All she does is shake her head no while I pull into the oversized parking garage. My eyes scan the dark area for a temporary spot and I eventually find one on the fifth level. When I shut my car off and unbuckle my seatbelt, I turn to face her again. She's too quiet and I need to help her.

"Talk to me Gracie...what's going on?" I whisper while turning in my seat.

It takes her a few moments to compose herself, taking deep breaths until she pushes her hair out of her face and frowns, "My dad...he's in a coma. He has been for a while and it's all hitting me now. How my mom is putting much more pressure on me than I need...that I don't know how to mentally handle all of this. It's...I don't know." she shakes her head and brings her knees up to her chest, "I said something that I regret...but I also don't. Do you know what I mean?"

Grace has punched me in the face with more information than I was prepared for, so I stare at the gear shift for a while. I need to distract myself for a few seconds before I give her an official answer.

That is why I begin to study each part of the handle, and the leather that conceals wear the actual locations of the gears are. PRNDS. Park, reverse, neutral, drive and sport. I repeat the order in my head and look back up to face her.

"Yeah, I get it." I nod, noticing her expression change to that of relief. She needed some form of reassurance and I've provided that, "Do you want to go do something to get your mind off of all this?"

"Yeah..." she answers, sitting back in my seats, "That would be great."

I know that something Grace would need is just to drive. Not know where we are going and just travel without a worry or care. She plugs her phone into the AUX cord and shuffles through her music. When a Miley Cyrus song comes on, I watch her sing along and giggle. This is the Grace that I know and am falling for.

I recognize the chorus and suddenly 7 Things transforms from a solo to a duet.

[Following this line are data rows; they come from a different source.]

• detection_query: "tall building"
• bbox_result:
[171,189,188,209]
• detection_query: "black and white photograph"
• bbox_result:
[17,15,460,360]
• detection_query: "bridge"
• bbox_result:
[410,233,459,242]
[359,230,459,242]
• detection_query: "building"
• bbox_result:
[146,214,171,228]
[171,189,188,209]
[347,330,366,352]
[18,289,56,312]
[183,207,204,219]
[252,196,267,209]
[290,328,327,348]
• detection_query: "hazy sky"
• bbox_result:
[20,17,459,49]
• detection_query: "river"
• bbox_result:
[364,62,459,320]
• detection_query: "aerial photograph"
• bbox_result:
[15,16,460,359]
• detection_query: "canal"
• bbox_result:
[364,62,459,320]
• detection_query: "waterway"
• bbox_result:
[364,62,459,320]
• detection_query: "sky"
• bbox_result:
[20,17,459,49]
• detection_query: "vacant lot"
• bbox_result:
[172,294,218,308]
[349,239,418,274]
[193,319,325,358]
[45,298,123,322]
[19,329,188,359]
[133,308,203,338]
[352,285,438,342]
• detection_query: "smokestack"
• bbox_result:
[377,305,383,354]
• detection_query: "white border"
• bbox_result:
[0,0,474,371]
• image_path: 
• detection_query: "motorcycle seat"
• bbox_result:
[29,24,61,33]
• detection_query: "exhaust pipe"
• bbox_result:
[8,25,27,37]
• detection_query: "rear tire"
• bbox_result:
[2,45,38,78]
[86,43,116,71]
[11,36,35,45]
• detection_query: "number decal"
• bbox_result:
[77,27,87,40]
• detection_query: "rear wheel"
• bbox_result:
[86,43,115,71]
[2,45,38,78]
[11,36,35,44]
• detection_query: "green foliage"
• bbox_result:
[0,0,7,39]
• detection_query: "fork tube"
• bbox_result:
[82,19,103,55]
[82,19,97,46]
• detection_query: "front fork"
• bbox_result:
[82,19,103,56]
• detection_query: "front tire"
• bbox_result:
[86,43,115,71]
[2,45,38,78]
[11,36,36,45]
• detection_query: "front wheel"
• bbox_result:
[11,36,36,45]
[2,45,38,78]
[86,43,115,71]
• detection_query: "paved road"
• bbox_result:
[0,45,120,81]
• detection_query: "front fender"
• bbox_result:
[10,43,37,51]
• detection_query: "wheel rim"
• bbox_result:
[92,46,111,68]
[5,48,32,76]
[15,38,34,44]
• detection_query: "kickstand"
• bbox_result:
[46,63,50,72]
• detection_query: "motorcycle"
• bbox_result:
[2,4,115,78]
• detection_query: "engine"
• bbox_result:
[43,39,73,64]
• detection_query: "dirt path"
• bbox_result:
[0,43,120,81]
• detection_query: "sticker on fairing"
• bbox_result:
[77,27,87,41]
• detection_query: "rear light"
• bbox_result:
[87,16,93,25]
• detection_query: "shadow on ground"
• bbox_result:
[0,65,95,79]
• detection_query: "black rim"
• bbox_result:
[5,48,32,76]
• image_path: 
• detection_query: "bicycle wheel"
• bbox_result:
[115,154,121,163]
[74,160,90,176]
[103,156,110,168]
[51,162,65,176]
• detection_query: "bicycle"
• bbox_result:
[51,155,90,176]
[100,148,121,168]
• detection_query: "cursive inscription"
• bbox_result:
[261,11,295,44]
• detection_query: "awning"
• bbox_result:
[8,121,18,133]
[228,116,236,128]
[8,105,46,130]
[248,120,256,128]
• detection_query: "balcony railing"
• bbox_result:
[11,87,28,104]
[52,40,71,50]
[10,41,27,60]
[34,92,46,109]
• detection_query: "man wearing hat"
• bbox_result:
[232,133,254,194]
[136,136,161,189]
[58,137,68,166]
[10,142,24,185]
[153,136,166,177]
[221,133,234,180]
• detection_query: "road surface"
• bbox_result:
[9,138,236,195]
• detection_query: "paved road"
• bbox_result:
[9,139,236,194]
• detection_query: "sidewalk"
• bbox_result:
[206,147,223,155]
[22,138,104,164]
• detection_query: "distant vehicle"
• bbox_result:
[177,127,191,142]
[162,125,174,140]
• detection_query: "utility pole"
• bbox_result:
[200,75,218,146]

The way that she seems so invested in every lyric while belting them out is interesting to me. I'm captivated by her seemingly positive attitude despite our previous conversation being about her comatose dad.

Eventually, we come across a clearing on the road where there is no light and I pull over. The car stops and the silence returns.

"How long has he been like this?" I finally ask, hoping that maybe talking about her situation could benefit how she feels about it.

"A month and a half." she answers, her voice cracking as she plays with a bouncy curl of her hair, "It was after a car accident."

Quiet.

"I..." I slowly place a hand on her shoulder and watch her look into my eyes, "I'm sorry about all of this."

A moment like this is one where I feel like I can nearly trust Grace with my secret. Key word, nearly. Because yes she is telling me this critical piece of her life, but mine could affect anything that happens between us in the future. Is that a risk that I want to make? Hell no.

I then realize that I have a compromisable secret. That my parents are divorced and the real reason that we moved to California was to run away from his transphobic behavior. Then I think, I'd have to leave a piece of the story out.

Scratch that plan.

I begin wracking my brain for anything to put her at ease while discussing this. I need something that could comfort her enough that she won't view me differently. Finally, I make my decision.

"If it makes you feel any better, I could kiss you."

Smooth as fuck Zane. Maybe my original plan was to just mention that I had my appendix removed and nearly died. But that doesn't compare. Not in the slightest.

"Excuse me?" she raises an eyebrow, "I just tell you that my dad is in a coma and you want to make out?"
"Make out wasn't the word that I used." I say, feeling my new found confidence grow, "I used the word kiss. There is a difference between those two."

After a while of just staring, I notice a rapid change in her opinion and we eventually find our way into the back seat of my car.